The potential is there for serious consequences. The condemnation of an innocent brutalized victim as a racist is an example. Or, on a more historic scale, Hitler justified his attack on England by saying that Churchill was an “insane incendiary” who wanted to set Europe ablaze. He also said that the Jews, who’d been living in Germany quietly and unassumingly for 900 years, were bent on a lust for power over the Aryan race.

 

In extreme forms, projection is a form of insanity that can have dire consequences for whole nations, cultures, and peoples. On a lesser scale, it destroys our ability to deal fairly, openly, and honestly with each other by providing an excuse for a refusal to listen, erecting barriers to discourse.

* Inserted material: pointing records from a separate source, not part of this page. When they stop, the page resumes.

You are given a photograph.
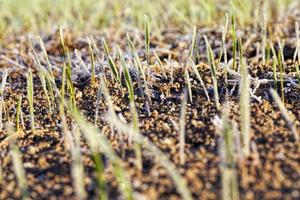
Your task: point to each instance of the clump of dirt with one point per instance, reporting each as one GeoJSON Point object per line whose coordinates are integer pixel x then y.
{"type": "Point", "coordinates": [272, 171]}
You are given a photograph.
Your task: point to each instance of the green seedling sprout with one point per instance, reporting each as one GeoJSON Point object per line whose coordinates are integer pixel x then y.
{"type": "Point", "coordinates": [160, 64]}
{"type": "Point", "coordinates": [264, 39]}
{"type": "Point", "coordinates": [193, 44]}
{"type": "Point", "coordinates": [98, 143]}
{"type": "Point", "coordinates": [234, 41]}
{"type": "Point", "coordinates": [70, 84]}
{"type": "Point", "coordinates": [188, 84]}
{"type": "Point", "coordinates": [18, 165]}
{"type": "Point", "coordinates": [92, 57]}
{"type": "Point", "coordinates": [18, 113]}
{"type": "Point", "coordinates": [77, 167]}
{"type": "Point", "coordinates": [182, 129]}
{"type": "Point", "coordinates": [286, 115]}
{"type": "Point", "coordinates": [280, 65]}
{"type": "Point", "coordinates": [268, 52]}
{"type": "Point", "coordinates": [224, 50]}
{"type": "Point", "coordinates": [274, 65]}
{"type": "Point", "coordinates": [130, 89]}
{"type": "Point", "coordinates": [230, 189]}
{"type": "Point", "coordinates": [195, 70]}
{"type": "Point", "coordinates": [179, 181]}
{"type": "Point", "coordinates": [111, 63]}
{"type": "Point", "coordinates": [138, 66]}
{"type": "Point", "coordinates": [244, 102]}
{"type": "Point", "coordinates": [46, 56]}
{"type": "Point", "coordinates": [41, 73]}
{"type": "Point", "coordinates": [2, 87]}
{"type": "Point", "coordinates": [147, 39]}
{"type": "Point", "coordinates": [298, 51]}
{"type": "Point", "coordinates": [212, 65]}
{"type": "Point", "coordinates": [30, 98]}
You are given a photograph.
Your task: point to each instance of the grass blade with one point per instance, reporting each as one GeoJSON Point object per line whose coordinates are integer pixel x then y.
{"type": "Point", "coordinates": [213, 71]}
{"type": "Point", "coordinates": [111, 63]}
{"type": "Point", "coordinates": [30, 98]}
{"type": "Point", "coordinates": [182, 129]}
{"type": "Point", "coordinates": [298, 51]}
{"type": "Point", "coordinates": [245, 107]}
{"type": "Point", "coordinates": [180, 183]}
{"type": "Point", "coordinates": [18, 165]}
{"type": "Point", "coordinates": [98, 143]}
{"type": "Point", "coordinates": [234, 41]}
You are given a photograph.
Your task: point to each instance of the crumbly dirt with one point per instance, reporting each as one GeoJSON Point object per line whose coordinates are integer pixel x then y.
{"type": "Point", "coordinates": [272, 171]}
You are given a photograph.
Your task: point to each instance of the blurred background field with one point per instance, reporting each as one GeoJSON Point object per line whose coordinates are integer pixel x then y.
{"type": "Point", "coordinates": [40, 16]}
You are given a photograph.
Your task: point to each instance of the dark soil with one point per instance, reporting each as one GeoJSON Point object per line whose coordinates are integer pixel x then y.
{"type": "Point", "coordinates": [272, 171]}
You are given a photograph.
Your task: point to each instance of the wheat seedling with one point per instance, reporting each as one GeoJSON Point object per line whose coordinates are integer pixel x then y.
{"type": "Point", "coordinates": [18, 165]}
{"type": "Point", "coordinates": [230, 189]}
{"type": "Point", "coordinates": [264, 39]}
{"type": "Point", "coordinates": [92, 57]}
{"type": "Point", "coordinates": [182, 129]}
{"type": "Point", "coordinates": [2, 102]}
{"type": "Point", "coordinates": [134, 113]}
{"type": "Point", "coordinates": [77, 165]}
{"type": "Point", "coordinates": [41, 72]}
{"type": "Point", "coordinates": [234, 41]}
{"type": "Point", "coordinates": [98, 143]}
{"type": "Point", "coordinates": [213, 71]}
{"type": "Point", "coordinates": [193, 44]}
{"type": "Point", "coordinates": [30, 98]}
{"type": "Point", "coordinates": [280, 64]}
{"type": "Point", "coordinates": [195, 70]}
{"type": "Point", "coordinates": [278, 61]}
{"type": "Point", "coordinates": [288, 118]}
{"type": "Point", "coordinates": [18, 113]}
{"type": "Point", "coordinates": [179, 181]}
{"type": "Point", "coordinates": [298, 51]}
{"type": "Point", "coordinates": [46, 56]}
{"type": "Point", "coordinates": [224, 50]}
{"type": "Point", "coordinates": [147, 39]}
{"type": "Point", "coordinates": [244, 102]}
{"type": "Point", "coordinates": [111, 63]}
{"type": "Point", "coordinates": [160, 64]}
{"type": "Point", "coordinates": [138, 66]}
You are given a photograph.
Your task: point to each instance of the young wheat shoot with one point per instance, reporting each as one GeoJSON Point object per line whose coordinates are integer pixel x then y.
{"type": "Point", "coordinates": [298, 51]}
{"type": "Point", "coordinates": [264, 39]}
{"type": "Point", "coordinates": [41, 73]}
{"type": "Point", "coordinates": [244, 103]}
{"type": "Point", "coordinates": [179, 181]}
{"type": "Point", "coordinates": [98, 143]}
{"type": "Point", "coordinates": [224, 50]}
{"type": "Point", "coordinates": [160, 64]}
{"type": "Point", "coordinates": [213, 71]}
{"type": "Point", "coordinates": [134, 113]}
{"type": "Point", "coordinates": [182, 129]}
{"type": "Point", "coordinates": [111, 63]}
{"type": "Point", "coordinates": [234, 41]}
{"type": "Point", "coordinates": [2, 102]}
{"type": "Point", "coordinates": [92, 57]}
{"type": "Point", "coordinates": [195, 70]}
{"type": "Point", "coordinates": [77, 167]}
{"type": "Point", "coordinates": [18, 114]}
{"type": "Point", "coordinates": [138, 66]}
{"type": "Point", "coordinates": [18, 165]}
{"type": "Point", "coordinates": [230, 189]}
{"type": "Point", "coordinates": [147, 39]}
{"type": "Point", "coordinates": [30, 98]}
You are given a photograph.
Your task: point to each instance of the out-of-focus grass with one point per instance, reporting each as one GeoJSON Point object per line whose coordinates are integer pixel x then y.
{"type": "Point", "coordinates": [40, 15]}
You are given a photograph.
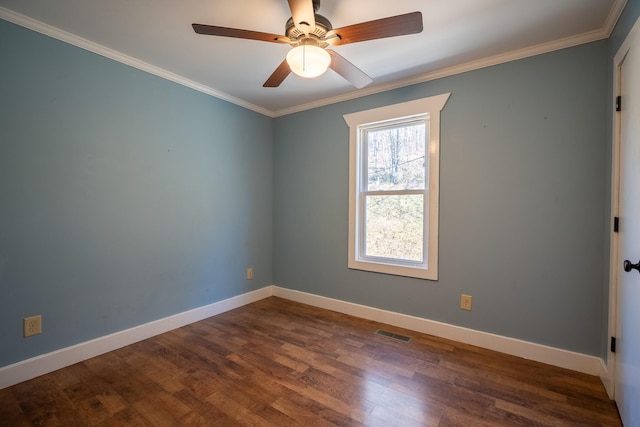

Then, because we need to excuse our behavior toward each other, we produce these reflexive projections. Thus it’s the intolerant person who sees intolerance in others; the racist who sees racism in others, etc. This may sound like a mere psycho-social dysfunction, but it’s far more important and more dangerous than that—not only in the harm we do to others but in the harm we do to ourselves.

 

Here’s an exercise. Whatever unkind, or just unflattering, thing you might think about someone, accuse the person in the mirror of exactly that. It’s really true that “it takes one to know one.” Re-cognition has the prerequisite of cognition. How can you recognize what you do not already know? It is self-honesty that protects us from self-deception, just as it is the Truth that protects us from the “father of all lies.” But no sort of truth can save us if we refuse to acknowledge it.

 

It’s an exercise at least as worthwhile as sit-ups.